“韻兒,我聽你爸說,你和郭耀祖離婚了?”
蘇韻點了點頭:
“是的,爺爺。”
老爺子聞言大悅,當即笑了起來:
“離了好,離了好,跟着那種孬種浪費青春和人生,不值當。”
“唉,當年你結婚的時候,我就看那人不靠譜,可是你那時候年輕,我們誰勸都勸不住,現在能及時醒悟,也不算晚。”
蘇韻一臉汗顔,愧疚道:
“是韻兒不孝,讓爺爺操心了。”
蘇豐年擺擺手,話鋒一轉又接着說道:
“既然你已經離婚了,那以後就别回明月縣了,你和茵茵就留在爺爺這裏,爺爺養我的寶貝孫女。”
老爺子話音剛落,蘇偉業一家人瞬間就全變了臉色。
白龍市近年來發展飛快,到處大興土木搞樓盤賣房子,因此發财的拆遷戶如雨後春筍一樣往外冒。
而最近更是傳出消息,蘇家村也即将迎來拆遷,蘇家的這個大院子,更是首當其沖。
在這個節骨眼上,蘇韻要是留下來,那麻煩可就大了。
别的不說,那房子是不是得有這女人一份兒?
要是老爺子一高興,再在遺囑裏,加上那個女人的小野種的名字,那他們一家分到的不是更少?
想到這裏,蘇偉業妻子許蘭花趕忙出聲打斷道:
“爸,兒孫自有兒孫福,蘇韻人家在縣城的生意做的好好的,你讓她回來幹什麽啊。”
“茵茵不都說了嗎,她店裏的水果一斤就能賣六十,那她一天可賺不少錢呢,人家事業發展這麽好,你可不能因爲一己之私耽誤了人家。”
“再者說了,蘇韻離婚了,那她還要再結婚嫁人呀,你讓她一個大姑娘家,跟在你身邊虛度年華,浪費青春不好吧?”

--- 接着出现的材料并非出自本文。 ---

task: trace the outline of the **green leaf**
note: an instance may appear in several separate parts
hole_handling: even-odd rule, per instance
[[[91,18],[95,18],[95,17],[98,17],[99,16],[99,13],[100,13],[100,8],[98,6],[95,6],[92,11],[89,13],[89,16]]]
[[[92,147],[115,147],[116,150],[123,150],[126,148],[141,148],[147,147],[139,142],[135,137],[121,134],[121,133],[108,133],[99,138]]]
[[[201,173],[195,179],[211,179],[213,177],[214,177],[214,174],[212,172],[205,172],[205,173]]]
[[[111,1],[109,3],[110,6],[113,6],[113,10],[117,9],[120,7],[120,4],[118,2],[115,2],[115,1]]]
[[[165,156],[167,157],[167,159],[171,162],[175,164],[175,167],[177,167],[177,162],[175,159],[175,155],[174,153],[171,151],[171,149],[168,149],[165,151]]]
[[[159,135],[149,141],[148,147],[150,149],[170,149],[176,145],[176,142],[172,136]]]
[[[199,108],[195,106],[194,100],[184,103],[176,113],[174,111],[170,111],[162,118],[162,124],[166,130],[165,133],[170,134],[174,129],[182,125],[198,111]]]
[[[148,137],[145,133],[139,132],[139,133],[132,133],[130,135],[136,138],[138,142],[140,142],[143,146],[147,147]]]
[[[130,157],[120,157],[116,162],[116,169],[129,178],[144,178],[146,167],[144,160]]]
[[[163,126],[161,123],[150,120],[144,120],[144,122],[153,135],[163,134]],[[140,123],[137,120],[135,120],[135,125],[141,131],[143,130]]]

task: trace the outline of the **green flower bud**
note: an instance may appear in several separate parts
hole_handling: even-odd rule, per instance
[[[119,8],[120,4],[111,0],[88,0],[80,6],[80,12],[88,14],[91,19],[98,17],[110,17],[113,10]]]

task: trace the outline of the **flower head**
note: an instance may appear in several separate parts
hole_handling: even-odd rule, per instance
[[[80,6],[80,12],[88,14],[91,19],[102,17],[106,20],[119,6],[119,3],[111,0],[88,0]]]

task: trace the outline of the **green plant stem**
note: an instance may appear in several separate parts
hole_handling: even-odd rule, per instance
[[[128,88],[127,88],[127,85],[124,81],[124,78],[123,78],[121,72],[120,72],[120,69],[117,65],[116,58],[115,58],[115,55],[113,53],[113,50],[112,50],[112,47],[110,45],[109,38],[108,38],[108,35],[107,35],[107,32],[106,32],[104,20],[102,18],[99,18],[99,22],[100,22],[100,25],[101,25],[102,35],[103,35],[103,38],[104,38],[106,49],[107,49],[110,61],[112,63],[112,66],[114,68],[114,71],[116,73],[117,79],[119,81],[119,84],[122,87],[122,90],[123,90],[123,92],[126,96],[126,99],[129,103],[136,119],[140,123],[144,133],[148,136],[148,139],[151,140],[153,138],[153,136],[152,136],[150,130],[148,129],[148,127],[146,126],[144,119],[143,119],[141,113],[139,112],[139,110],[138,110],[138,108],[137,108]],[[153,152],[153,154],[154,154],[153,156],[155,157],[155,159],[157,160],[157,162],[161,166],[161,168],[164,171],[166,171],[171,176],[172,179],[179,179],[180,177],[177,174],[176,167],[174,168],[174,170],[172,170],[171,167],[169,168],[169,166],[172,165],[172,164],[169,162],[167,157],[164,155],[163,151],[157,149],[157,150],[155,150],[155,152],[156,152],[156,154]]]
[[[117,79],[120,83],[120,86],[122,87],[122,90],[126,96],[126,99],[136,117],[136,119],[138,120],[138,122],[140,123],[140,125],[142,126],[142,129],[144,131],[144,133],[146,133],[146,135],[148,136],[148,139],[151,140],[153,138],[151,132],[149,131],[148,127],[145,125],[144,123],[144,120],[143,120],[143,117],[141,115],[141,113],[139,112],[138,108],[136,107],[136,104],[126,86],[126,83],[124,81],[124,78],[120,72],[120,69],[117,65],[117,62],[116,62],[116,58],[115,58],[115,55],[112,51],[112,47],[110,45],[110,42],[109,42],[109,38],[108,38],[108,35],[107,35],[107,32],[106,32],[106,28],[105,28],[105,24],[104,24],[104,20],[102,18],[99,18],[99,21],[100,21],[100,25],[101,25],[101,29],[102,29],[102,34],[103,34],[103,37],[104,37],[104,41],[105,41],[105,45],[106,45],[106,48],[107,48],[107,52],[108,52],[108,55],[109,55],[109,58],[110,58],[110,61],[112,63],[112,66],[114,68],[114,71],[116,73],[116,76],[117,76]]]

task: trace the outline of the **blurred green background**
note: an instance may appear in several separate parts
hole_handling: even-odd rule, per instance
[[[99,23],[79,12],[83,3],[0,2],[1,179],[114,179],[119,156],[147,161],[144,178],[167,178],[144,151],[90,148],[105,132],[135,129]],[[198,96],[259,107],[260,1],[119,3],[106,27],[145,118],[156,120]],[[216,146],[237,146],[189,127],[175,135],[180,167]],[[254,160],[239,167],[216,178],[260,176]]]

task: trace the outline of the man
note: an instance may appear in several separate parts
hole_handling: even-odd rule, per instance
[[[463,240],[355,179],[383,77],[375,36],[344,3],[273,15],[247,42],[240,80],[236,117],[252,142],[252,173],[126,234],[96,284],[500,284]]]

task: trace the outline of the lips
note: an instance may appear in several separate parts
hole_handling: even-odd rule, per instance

蘇豐年聞言,頓時眉頭深鎖,看了張大川一眼後,問蘇韻道:
“韻兒,這事爺爺聽你的。”
“你想不想留下來陪爺爺?”
早在許蘭花開口,蘇韻就看穿了這一家人的那點小心思,換做以前,她肯定會借機好好的氣一氣這一家人,和他們争上一争。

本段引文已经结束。